EW: Where do you go outside of photography for inspiration? Is there a specific photograph you’ve made that stands out, that draws you back?
VS: There is no shortage of places to find inspiration. A few years ago, I discovered the art of the archive. I had applied for a fellowship at the Charles Redd Center for Western Studies at Brigham Young University in Provo, Utah. After receiving the fellowship, I relocated to Provo and immersed myself in the L. Tom Perry Special Collections Library which contains a major trove of Western holdings. The end result was an exhibition I curated of my findings from the collection. Among many findings, I discovered obvious figures such as William Henry Jackson’s work and journals during the Hayden Expedition. In his writings, he describes his time in Utah camped at Echo Canyon with details about his disappointments, stollen horses and his steak and potato dinner. I discovered the works of regional photographers like Charles Savage and George Anderson, obscure pioneer journals describing an uninhabited wilderness and finally a stack of black and white 5×7 photographs of every home in a mining town about to be demolished. The photographs were reminiscent of a New Topographics installation but much earlier. I discovered working methods of earlier artists, the way they perceived the world, their intimacies and their alternate or unconscious views of place. The experience inspired my next trip in 2017 of Utah and a new body of work that was shown at Yancey Richardson Gallery in 2019 and at Brigham Young University Museum of Art in 2020.

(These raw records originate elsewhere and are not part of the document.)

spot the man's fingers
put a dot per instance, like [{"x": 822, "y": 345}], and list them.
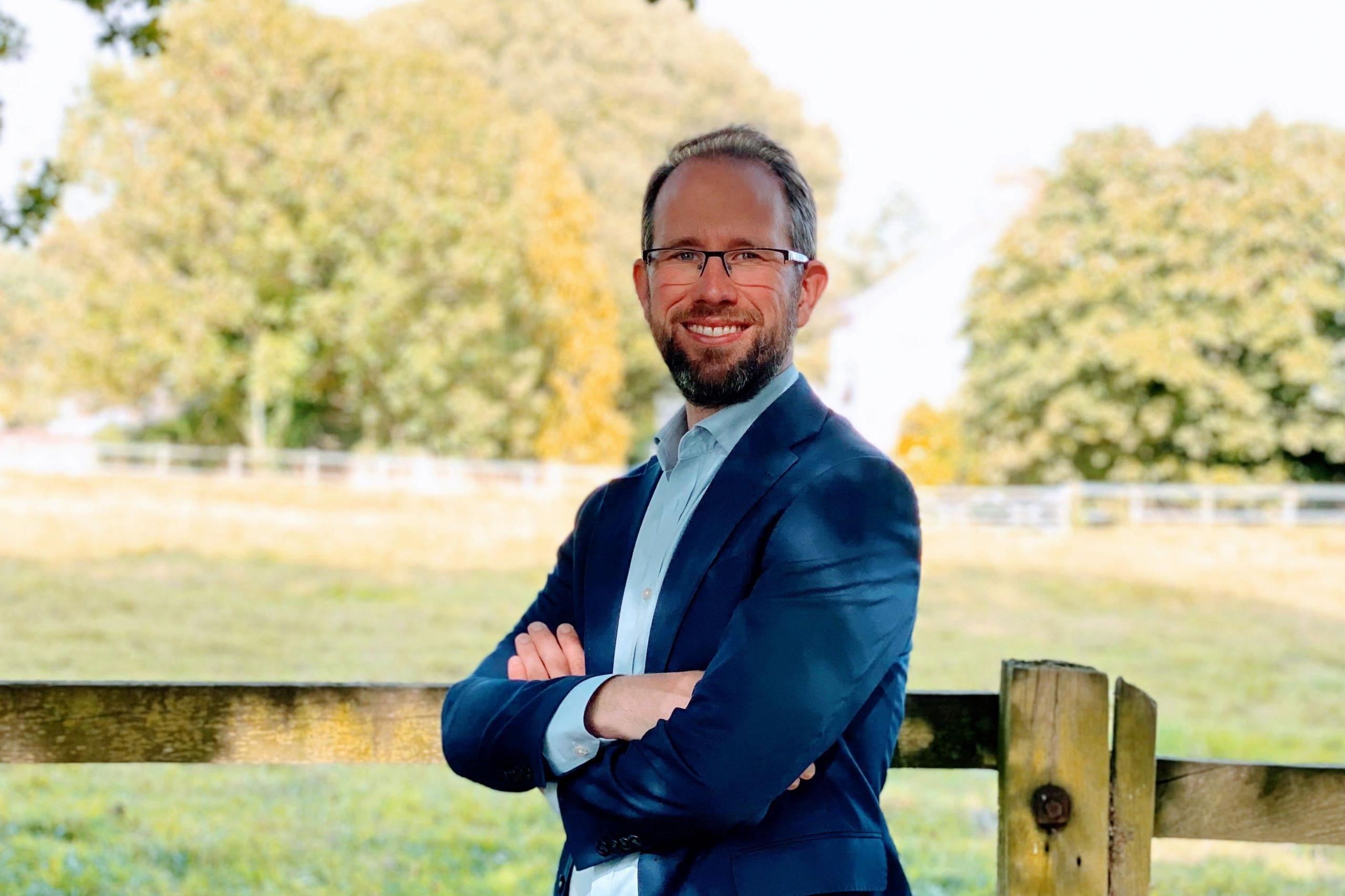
[
  {"x": 532, "y": 661},
  {"x": 572, "y": 648},
  {"x": 806, "y": 775},
  {"x": 553, "y": 658}
]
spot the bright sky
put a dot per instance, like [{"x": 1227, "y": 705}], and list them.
[{"x": 930, "y": 99}]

EW: What are you working on at the moment? What’s next?
VS: I just completed a new body of work in the deserts of California made throughout the two years of lock down. Since my return east in December, I’ve been in the darkroom printing and editing the new work and wondering if I’m heading back to California or starting something new.
EW: Do you have any wisdom or advice for photographers just starting out?
VS: My advice to photographers starting out is stay true to yourself and don’t follow trends.
Emily Wall holds a BFA in photography from Brigham Young University. In 2020, during her last semester, she was an intern for Lenscratch and has been helping out ever since. The foundation of her work is her family and environment. She grew up in a large, religious family and was drawn to photography for its ability to dismantle and dissect relationships. Her current work delves into the landscape of childhood and the religious narrative of her youth. Emily’s work has been published in Exponent ii and Fotofilimic, and has been shown in group exhibitions at Center Gallery NYC, Box13 Artspace, and Springville Museum of Art. Currently she resides in Upstate New York where she pursues her own practice.